For reference, your original code took 1:54 total on my machine.
Simply running
IO.stream(:stdio, :line)
|> Stream.flat_map(&(String.split(&1)))
|> Stream.run()
takes around 35s on my machine. So just reading from IO and splitting is already slower than the full ruby implementation.
Switching to IO.binstream
speeds it up from 35 to 25s , so that’s one step. The difference is that we don’t have UTF8 support, which I assume most of the implementations don’t bother with anyway.
Next lets take a look at @josevalim’s suggestion of using ETS
# Create the ETS table
:ets.new(:words, [{:write_concurrency, true}, :named_table])
# setup input stream for reading and tokenisation
IO.binstream(:stdio, :line)
|> Stream.flat_map(&String.split(&1))
# Insert and update counters for each word in table
|> Enum.each(fn word -> :ets.update_counter(:words, word, {2, 1}, {word, 0}) end)
# Read all rows from the table
:ets.match_object(:words, {:"$0", :"$1"})
|> Enum.sort(fn {_, a}, {_, b} -> b < a end)
# print it beautifully
|> Enum.each(fn {word, count} ->
IO.puts(String.pad_leading(Integer.to_string(count), 8) <> " " <> word)
end)
This runs in 42s on my machine, so we’ve made a big improvement from 114s. We can shave another 2s off by replacing the last line with building an iolist.
|> Enum.map(fn {word, count} ->
[String.pad_leading(Integer.to_string(count), 8), " ", word, "\n"] end)
|> IO.puts
But we’re still not really using the concurrency available to Elixir. @kokolegorille suggested using Flow, which lets us easily run on more than one core. Using almost the exact example posted in the documentation for Flow I ran
IO.binstream(:stdio, :line)
|> Flow.from_enumerable()
|> Flow.flat_map(&String.split(&1))
|> Flow.partition()
|> Flow.reduce(fn -> %{} end, fn word, acc ->
Map.update(acc, word, 1, & &1 + 1)
end)
|> Enum.sort(fn {_, a}, {_, b} -> b < a end)
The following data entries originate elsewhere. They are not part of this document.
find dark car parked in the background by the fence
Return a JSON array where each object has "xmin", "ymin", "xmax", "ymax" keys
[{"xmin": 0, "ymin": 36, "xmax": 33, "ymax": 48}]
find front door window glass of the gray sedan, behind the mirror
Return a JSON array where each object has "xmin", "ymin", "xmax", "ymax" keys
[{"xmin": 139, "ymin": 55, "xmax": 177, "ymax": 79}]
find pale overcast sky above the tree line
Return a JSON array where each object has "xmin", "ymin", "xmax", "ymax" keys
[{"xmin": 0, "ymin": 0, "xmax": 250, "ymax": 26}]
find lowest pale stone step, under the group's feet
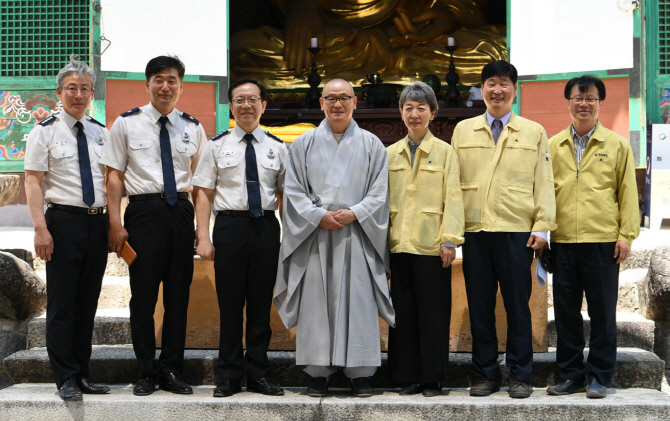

|> Enum.map(fn {word, count} ->
[String.pad_leading(Integer.to_string(count), 8), " ", word, "\n"] end)
|> IO.puts
which finishes in 21s. That means we’ve caught up with ruby. But I dropped ETS, so lets bring it back.
:ets.new(:words, [{:write_concurrency, true}, :named_table, :public])
IO.binstream(:stdio, :line)
|> Flow.from_enumerable()
|> Flow.flat_map(&String.split(&1))
|> Flow.partition()
|> Flow.each(fn word ->
:ets.update_counter(:words, word, {2, 1}, {word, 0})
end)
|> Flow.run()
:ets.match_object(:words, {:"$0", :"$1"})
|> Enum.sort(fn {_, a}, {_, b} -> b < a end)
|> Enum.map(fn {word, count} ->
[String.pad_leading(Integer.to_string(count), 8), " ", word, "\n"] end)
|> IO.puts
This doesn’t run any faster than the previous Flow version, still clocking in at 21s (saw some variance, maybe 20-22s, not surprising since I’m using around 7/8 virtual cores and I have lots of apps running). I’m not really sure why it’s not faster, considering we’re avoiding updating a Map
. I’m curious if there’s a smarter way of reading the ETS table, maybe even in a sorted fashion?
Finally, the original post claims to allow VMs startup time before measuring, which your examples of using time
does not. Timing the code from start to finish gives me an actual time of at least 0.6s less than what time
reports. If you want to get more accurate than that you’ll need to use a proper testing harness like https://github.com/bencheeorg/benchee
ps fun note about ETS, without {:write_concurrency, true}
the final version takes 120s instead of 21s
pps noticed I forgot an unnecessary .partition
in the final version. Removing it yields a run time of ~17s.